Das deutsche Unternehmen SINN Power GmbH hat die weltweit erste vertikal installierte schwimmende Photovoltaikanlage eröffnet, die auf der patentierten Technologie SKipp basiert. Das Pilotprojekt wurde in der Kiesgrube von Starnberg installiert, mit 2.500 vertikalen Modulen, die insgesamt 1,87 MW erzeugen und teilweise ein nahegelegenes Industriegebiet versorgen.
Das Revolutionäre daran ist, dass die Module von Osten nach Westen ausgerichtet sind und Energie in zwei Spitzenzeiten erzeugen: morgens und nachmittags, was mit den Zeiten des höchsten häuslichen und industriellen Verbrauchs übereinstimmt.
Technische Vorteile der Innovation
- Doppelspitzenkurve: Die Ostseite fängt das Morgenlicht ein und die Westseite das Abendlicht, wodurch der Bedarf an Batterien reduziert wird.
- Albedo-Effekt: Der See reflektiert das Licht auf die Unterseite der bifazialen Module, was die Produktion um bis zu 30% erhöht.
- Passive Kühlung: Wasser und Luftzirkulation halten die Module auf einer niedrigeren Temperatur, was ihre Lebensdauer verlängert.
- Windstabilität: Jede schwimmende Einheit verfügt über einen 1,6 Meter langen Kiel und hochfeste Kabel, die eine kontrollierte Ablenkung ermöglichen, ähnlich wie bei modernen Wolkenkratzern.

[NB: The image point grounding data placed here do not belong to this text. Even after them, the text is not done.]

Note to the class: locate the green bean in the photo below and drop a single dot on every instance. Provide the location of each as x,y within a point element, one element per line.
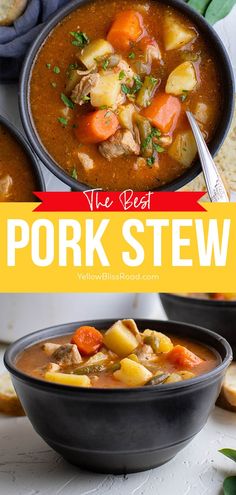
<point>145,131</point>
<point>200,5</point>
<point>158,379</point>
<point>147,91</point>
<point>218,9</point>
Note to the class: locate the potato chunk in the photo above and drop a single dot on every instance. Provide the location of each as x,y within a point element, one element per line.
<point>165,344</point>
<point>132,374</point>
<point>125,116</point>
<point>68,379</point>
<point>106,91</point>
<point>182,78</point>
<point>184,148</point>
<point>176,34</point>
<point>95,50</point>
<point>120,339</point>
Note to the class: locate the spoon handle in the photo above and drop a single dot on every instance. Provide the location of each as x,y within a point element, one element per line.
<point>215,185</point>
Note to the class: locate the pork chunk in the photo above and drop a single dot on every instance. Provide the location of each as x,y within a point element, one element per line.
<point>66,355</point>
<point>121,144</point>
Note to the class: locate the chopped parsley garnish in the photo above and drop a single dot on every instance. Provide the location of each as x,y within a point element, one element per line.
<point>158,148</point>
<point>80,39</point>
<point>184,95</point>
<point>121,75</point>
<point>67,101</point>
<point>74,174</point>
<point>105,64</point>
<point>62,121</point>
<point>150,161</point>
<point>85,98</point>
<point>135,88</point>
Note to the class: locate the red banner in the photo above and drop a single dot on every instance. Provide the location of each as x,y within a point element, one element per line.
<point>98,200</point>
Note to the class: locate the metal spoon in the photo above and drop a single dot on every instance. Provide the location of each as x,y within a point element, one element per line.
<point>214,182</point>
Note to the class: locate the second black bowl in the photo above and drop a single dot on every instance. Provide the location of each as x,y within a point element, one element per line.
<point>120,430</point>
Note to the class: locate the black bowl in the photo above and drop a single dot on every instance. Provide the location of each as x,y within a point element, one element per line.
<point>119,430</point>
<point>227,86</point>
<point>29,152</point>
<point>219,316</point>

Umwelt- und Wirtschaftsauswirkungen
Obwohl die Anfangsinvestition höher ist als bei landgestützten Anlagen, kompensieren die Effizienz und die Lebensdauer die Kosten. Darüber hinaus fungiert die Anlage als ein lebendiges Labor, um die ökologischen Auswirkungen auf Seen zu untersuchen:
- Es wird ein Abstand von 4 Metern zwischen den Modulen eingehalten, um den Durchgang von Licht und Sauerstoff zu ermöglichen.
- Wissenschaftler warnen, dass Jahre der Überwachung erforderlich sein werden, um die Auswirkungen auf Nährstoffe und aquatische Ökosysteme zu bewerten.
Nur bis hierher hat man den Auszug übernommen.